After graduating from the academy with honors, he expressed desire to
go back commanding the submarine, and was returned to the same
position he left prior to the academy.
His love for the sea and submarines was much stronger than his desire
to take a new vessel commanding position. The beginning of war, on
June 22, 1941, the L-3 submarine, also known by the name of
"Frunzevets", met in Libava (Liepaja), Lithiania, USSR
Grishchenko received orders to set a minefield nearby. It was a
complete success. Literally a few days later, two
powerful explosions thundered here, and the Germans lost two of their
loaded transports, "Egerau" and "Henny".
The tough early war days of 1941 "L-3's" were harsh, but much needed
fighting education. During that time, Grishchenko went out on 3
missions, destroying four enemy ships.
Each of the transports he sank were loaded with military supplies
equal in value to a full rifle regiment. So, in the first year of the
war Grishchenko sent an equivalent of an enemy division to the bottom
of the sea. In November 1942, the "L-3" submarine under the command of
Captain 3rd Rank P.D. Grishchenko was the first to visit the most
remote southwestern part of the Baltic Sea.

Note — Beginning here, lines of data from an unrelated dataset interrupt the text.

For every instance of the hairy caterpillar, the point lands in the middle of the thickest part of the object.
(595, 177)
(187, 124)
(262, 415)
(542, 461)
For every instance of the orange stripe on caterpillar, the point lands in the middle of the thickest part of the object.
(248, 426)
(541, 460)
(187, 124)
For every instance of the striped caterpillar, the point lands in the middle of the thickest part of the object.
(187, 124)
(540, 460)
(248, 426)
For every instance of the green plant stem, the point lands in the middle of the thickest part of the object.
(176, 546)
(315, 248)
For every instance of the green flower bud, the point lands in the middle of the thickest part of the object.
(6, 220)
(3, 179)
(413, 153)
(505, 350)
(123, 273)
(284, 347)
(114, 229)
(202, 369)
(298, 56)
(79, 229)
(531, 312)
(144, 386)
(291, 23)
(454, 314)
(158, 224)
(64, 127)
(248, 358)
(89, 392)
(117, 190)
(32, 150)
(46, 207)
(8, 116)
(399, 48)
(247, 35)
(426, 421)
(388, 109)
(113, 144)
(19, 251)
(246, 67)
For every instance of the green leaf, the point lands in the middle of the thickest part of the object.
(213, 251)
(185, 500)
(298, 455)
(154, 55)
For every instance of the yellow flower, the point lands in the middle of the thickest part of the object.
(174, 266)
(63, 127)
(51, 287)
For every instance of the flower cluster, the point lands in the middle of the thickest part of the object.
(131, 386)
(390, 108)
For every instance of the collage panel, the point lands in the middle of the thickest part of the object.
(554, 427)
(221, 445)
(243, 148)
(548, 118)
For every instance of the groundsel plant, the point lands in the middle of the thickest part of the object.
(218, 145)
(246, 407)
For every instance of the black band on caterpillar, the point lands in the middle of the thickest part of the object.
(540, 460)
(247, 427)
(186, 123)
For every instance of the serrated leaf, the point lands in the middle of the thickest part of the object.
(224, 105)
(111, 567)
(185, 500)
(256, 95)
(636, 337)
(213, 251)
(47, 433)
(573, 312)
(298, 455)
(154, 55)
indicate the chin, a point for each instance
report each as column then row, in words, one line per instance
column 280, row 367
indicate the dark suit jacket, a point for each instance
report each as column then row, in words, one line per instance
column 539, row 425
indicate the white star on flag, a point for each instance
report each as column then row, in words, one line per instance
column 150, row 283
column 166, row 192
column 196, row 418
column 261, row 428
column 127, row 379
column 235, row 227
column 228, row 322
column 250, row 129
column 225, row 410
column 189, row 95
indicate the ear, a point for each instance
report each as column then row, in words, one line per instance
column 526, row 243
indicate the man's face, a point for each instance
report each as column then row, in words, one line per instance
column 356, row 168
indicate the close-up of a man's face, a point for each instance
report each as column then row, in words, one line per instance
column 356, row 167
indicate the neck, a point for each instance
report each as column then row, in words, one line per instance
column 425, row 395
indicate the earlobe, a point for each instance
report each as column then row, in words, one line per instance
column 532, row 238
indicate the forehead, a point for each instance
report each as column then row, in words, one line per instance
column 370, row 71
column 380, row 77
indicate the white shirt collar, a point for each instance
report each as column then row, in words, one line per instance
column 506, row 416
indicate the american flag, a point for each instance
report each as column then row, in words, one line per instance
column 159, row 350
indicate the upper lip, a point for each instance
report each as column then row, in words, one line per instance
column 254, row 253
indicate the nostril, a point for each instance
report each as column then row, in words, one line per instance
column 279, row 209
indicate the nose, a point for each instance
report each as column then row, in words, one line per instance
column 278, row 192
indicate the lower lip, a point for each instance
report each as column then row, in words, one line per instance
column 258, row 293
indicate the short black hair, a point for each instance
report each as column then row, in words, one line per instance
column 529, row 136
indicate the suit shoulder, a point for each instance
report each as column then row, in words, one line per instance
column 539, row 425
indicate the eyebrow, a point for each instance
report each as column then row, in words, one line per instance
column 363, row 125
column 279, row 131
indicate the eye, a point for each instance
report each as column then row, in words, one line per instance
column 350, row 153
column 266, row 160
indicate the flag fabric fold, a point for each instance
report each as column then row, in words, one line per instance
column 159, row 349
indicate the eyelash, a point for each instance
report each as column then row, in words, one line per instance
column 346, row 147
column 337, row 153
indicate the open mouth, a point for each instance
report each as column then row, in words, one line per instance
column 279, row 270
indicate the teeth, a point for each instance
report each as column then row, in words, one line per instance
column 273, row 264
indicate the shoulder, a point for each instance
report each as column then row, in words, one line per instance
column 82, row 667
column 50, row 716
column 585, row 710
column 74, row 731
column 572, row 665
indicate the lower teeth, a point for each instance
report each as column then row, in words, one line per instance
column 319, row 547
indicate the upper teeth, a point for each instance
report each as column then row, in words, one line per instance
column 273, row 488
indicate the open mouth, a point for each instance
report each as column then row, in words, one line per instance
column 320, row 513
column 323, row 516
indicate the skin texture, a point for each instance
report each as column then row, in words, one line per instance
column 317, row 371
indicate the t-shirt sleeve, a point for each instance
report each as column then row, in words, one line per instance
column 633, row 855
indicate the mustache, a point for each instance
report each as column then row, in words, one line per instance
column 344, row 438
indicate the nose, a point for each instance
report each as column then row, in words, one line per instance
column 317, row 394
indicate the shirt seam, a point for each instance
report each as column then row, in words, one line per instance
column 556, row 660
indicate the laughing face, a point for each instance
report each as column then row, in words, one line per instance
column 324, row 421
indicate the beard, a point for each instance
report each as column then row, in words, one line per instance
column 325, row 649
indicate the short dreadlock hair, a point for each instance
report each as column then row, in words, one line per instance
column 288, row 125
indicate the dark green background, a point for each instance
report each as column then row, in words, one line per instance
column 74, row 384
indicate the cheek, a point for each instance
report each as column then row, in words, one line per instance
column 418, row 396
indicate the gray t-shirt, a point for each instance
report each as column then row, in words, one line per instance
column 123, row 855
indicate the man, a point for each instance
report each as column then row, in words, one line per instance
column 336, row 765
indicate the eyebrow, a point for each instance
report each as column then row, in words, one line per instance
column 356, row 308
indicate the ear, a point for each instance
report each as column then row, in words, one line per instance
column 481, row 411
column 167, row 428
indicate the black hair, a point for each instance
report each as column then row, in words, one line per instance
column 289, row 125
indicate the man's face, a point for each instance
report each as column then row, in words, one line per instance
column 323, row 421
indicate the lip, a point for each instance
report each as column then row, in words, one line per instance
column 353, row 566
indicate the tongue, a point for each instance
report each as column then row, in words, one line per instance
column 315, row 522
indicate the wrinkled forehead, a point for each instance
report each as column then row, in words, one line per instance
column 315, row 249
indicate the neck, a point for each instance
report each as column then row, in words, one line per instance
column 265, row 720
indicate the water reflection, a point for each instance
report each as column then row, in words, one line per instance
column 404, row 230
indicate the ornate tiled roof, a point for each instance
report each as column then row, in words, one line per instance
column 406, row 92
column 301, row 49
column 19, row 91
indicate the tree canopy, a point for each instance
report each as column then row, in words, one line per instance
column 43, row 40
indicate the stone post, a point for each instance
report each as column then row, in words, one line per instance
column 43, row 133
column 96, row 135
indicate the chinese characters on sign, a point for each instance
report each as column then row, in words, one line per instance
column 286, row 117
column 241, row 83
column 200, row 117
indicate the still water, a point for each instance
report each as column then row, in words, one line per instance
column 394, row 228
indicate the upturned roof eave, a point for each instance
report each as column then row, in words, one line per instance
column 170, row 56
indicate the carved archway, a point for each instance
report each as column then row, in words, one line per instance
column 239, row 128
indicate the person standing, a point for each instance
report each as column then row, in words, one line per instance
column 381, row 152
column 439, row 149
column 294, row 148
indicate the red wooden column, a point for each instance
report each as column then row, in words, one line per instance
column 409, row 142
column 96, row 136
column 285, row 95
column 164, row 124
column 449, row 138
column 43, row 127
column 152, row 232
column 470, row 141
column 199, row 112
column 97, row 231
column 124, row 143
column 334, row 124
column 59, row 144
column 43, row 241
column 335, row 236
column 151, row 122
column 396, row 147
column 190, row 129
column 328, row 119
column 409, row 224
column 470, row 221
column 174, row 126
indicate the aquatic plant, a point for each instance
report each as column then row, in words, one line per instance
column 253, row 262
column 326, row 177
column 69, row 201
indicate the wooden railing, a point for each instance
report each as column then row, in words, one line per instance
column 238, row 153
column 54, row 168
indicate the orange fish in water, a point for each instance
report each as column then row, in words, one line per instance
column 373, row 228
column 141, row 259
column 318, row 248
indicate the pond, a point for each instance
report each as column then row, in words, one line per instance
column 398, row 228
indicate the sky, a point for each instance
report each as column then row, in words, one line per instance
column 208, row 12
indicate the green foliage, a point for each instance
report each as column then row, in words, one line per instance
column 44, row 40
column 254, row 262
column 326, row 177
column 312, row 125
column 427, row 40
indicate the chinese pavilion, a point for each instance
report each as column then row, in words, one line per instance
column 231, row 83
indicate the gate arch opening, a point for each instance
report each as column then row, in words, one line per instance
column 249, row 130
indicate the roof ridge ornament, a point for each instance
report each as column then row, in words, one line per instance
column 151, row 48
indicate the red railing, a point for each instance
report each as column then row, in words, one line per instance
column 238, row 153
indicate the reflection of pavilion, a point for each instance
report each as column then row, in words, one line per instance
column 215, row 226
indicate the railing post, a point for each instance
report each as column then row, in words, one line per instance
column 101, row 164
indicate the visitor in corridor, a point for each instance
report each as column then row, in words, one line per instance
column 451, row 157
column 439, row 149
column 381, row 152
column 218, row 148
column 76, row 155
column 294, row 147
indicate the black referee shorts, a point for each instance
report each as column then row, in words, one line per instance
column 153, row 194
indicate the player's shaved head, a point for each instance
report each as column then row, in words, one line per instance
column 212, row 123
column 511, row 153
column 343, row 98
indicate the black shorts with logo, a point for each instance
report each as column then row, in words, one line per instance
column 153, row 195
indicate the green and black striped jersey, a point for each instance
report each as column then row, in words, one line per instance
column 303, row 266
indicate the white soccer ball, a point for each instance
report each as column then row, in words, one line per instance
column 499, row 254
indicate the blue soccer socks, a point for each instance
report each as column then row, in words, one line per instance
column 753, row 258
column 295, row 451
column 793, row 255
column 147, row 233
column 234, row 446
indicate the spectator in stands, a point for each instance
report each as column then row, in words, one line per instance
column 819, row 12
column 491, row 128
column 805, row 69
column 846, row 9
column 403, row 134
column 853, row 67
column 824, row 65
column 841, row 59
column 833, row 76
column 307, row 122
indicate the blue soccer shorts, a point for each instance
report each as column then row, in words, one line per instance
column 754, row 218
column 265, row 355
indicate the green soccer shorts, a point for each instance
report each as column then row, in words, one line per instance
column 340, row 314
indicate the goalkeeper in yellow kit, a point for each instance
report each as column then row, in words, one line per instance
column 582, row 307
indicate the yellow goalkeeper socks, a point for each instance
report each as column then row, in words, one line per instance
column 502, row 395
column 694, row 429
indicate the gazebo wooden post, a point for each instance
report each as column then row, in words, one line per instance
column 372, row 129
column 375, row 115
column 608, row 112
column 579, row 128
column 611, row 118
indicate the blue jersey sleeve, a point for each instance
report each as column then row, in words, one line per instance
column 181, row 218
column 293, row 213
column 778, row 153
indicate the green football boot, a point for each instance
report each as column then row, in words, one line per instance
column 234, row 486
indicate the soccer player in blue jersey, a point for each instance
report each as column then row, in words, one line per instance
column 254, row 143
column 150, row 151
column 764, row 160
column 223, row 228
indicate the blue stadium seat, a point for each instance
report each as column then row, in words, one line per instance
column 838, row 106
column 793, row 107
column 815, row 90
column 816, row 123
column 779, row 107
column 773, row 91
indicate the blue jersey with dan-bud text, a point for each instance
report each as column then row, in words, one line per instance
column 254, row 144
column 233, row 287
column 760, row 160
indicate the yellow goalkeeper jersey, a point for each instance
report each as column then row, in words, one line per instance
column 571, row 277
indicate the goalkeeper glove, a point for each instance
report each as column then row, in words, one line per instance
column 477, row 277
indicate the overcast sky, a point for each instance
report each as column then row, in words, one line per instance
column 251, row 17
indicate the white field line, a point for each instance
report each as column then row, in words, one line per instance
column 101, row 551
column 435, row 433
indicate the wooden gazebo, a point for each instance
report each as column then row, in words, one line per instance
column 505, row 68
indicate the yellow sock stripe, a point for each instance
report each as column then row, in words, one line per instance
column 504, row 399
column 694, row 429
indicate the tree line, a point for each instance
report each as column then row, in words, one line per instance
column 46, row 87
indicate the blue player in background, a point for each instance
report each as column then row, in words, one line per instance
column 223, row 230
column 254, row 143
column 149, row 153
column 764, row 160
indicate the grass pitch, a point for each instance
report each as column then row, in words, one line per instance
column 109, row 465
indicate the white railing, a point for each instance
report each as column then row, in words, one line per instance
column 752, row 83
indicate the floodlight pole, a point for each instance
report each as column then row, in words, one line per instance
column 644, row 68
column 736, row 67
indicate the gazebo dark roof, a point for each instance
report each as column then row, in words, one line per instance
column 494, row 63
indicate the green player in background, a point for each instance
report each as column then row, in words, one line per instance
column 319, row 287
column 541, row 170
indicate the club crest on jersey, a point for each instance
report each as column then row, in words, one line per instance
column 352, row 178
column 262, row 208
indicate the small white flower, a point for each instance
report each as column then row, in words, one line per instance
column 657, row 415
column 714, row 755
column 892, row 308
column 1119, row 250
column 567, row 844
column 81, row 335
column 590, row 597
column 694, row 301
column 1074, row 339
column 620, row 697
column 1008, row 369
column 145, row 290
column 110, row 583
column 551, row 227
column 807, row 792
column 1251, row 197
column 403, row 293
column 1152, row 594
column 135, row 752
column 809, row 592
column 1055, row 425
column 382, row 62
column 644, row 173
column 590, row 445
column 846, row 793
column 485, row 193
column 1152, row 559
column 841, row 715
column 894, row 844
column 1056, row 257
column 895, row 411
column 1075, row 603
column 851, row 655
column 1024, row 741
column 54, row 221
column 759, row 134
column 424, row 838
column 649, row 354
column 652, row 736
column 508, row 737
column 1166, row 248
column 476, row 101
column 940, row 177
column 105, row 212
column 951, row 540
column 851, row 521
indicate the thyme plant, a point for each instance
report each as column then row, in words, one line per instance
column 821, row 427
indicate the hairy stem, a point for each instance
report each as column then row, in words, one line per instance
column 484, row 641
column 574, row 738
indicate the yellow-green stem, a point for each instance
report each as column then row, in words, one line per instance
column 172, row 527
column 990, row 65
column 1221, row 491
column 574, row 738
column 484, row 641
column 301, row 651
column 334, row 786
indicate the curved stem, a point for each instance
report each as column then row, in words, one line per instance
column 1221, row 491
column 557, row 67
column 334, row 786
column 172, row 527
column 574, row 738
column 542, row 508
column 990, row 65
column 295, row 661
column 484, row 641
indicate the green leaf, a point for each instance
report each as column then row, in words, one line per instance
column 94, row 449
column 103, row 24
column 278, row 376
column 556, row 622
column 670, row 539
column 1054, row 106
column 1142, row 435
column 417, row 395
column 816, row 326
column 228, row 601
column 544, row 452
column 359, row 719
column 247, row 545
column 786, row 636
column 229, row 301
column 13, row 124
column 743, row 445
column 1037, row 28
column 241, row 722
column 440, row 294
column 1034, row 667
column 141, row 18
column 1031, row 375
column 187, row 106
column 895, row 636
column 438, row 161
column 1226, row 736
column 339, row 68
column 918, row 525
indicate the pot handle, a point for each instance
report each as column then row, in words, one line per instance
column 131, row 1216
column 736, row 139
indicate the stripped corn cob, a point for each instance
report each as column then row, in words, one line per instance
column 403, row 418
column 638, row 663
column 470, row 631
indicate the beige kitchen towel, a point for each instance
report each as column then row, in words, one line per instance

Under the enemy's nose, the submariners set underwater mine fields,
which brought down "Ostland" (2125 tons), "Hindenburg" (7880 tons),
"Dirschau" (762 tons), "Marie Ferdinant" (1757 tons), "Tristan"(1765
tons)" and Grundzess"(866 tons) transports. While overcoming
anti-submarine nets, the boat was rammed by the enemy ship and lost
both periscopes (commander and anti-aircraft), and, therefore, sailed
"blind" in the submerged state before returning to base.
It was impossible not to recognize Grishchenko's achievements
in the navy; after his departure, many experts noted his special
style or “handwriting”. Some of his submarine moves had a
tinge of genius.
He carried out his most famous salvo torpedo attacks in violation of
all Soviet fleet regulations and instructions. On August 18, 1942,
Grishchenko discovered a large German caravan through the periscope
and attacked it.
Two simultaneously launched torpedoes literally broke apart a tanker
with a displacement of fifteen thousand tons. A week later, with a
four-torpedo salvo, he sank two transports at once. During the war L-3
submarine under his command sank 28 enemy ships and support vessels.
Hero submariner Pyotr Denisovich Grishchenko passed away on 14 January
1991, in Moscow, where he was buried.